Mega Bog - Life, And Another. I think I hung out with this lady in college a little bit? I might have given her my copy of the Bone omnibus. The person I'm thinking of was definitely better friends with my friend Evan, who has since gone on tours with Mega Bog. Anyway, I didn't keep in touch, she may not have been making music when I knew her, and the intervening years' earlier Mega Bog records didn't connect with me, (I definitely talked with Evan through her doing a a solo set until we were told specifically to stop) but for whatever reason this clicks. This has some orchestrations, but it remains rooted in a Slapp Happy fandom of the lowkey freakout.

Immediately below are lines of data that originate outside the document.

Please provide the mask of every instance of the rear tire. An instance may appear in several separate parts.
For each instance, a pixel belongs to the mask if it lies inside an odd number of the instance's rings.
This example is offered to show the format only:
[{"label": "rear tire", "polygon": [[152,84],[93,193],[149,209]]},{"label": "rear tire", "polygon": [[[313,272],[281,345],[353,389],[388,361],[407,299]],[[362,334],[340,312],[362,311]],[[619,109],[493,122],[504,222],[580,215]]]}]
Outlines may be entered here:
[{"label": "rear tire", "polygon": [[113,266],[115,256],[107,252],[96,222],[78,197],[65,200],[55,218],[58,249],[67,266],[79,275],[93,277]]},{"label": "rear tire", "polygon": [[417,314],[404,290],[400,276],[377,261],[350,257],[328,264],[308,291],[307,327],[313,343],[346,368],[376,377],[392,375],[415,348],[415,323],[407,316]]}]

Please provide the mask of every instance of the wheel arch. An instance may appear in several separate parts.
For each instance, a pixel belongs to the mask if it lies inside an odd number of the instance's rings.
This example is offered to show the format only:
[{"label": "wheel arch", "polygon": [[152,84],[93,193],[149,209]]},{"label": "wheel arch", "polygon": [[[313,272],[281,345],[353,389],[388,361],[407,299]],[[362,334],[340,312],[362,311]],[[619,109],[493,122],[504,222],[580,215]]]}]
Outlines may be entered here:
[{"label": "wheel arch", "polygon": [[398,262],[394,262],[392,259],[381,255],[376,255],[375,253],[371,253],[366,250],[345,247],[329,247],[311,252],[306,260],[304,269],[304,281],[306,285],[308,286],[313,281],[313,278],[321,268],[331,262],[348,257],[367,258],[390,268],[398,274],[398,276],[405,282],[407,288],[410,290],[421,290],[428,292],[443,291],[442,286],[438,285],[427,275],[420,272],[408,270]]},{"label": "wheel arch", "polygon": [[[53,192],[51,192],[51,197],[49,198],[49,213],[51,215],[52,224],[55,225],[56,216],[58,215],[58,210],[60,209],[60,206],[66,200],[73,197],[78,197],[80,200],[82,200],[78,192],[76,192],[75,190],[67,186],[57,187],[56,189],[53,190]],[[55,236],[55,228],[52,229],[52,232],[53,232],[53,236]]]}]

Macie Stewart - Mouth Full Of Glass. You might know Macie from Ohmme, one of the best live indie rock acts currently around, or you might know the name from various improv contexts, like these weird Astral Spirits tapes in duo with Lia Kohl. This is an orchestrated indie folk tape, maybe not too far off from the Mega Bog record but a bit more inclined to the overtly pretty. Peaceful spring day music, with finger-picked guitar and the percussive qualities of hand on instrument captured with engaging daylight clarity.

Insides - Soft Bonds. Was unfamiliar with this band, who've been around for quite some time. Before Insides, they were two-thirds of a group called Earwig, who put out a record in the early nineties on a sub-imprint of 4AD designed for more abstract music. Pretty sure the two members are a couple, this record has a certain intimacy/sexiness to it, that seems rooted in the atmosphere of the winter... The feeling of being in bed with someone while a blizzard rages outside your windows. Skin-to-skin contact even when not actually fucking music. A record to turn to when you want to relax, that's also the threshold of a discography one can explore when one wants to hear new music that explores similar territory.

1 comment:

Antonio said...

Happy new year! Just a quick note from the void to say that I appreciate your lists of music.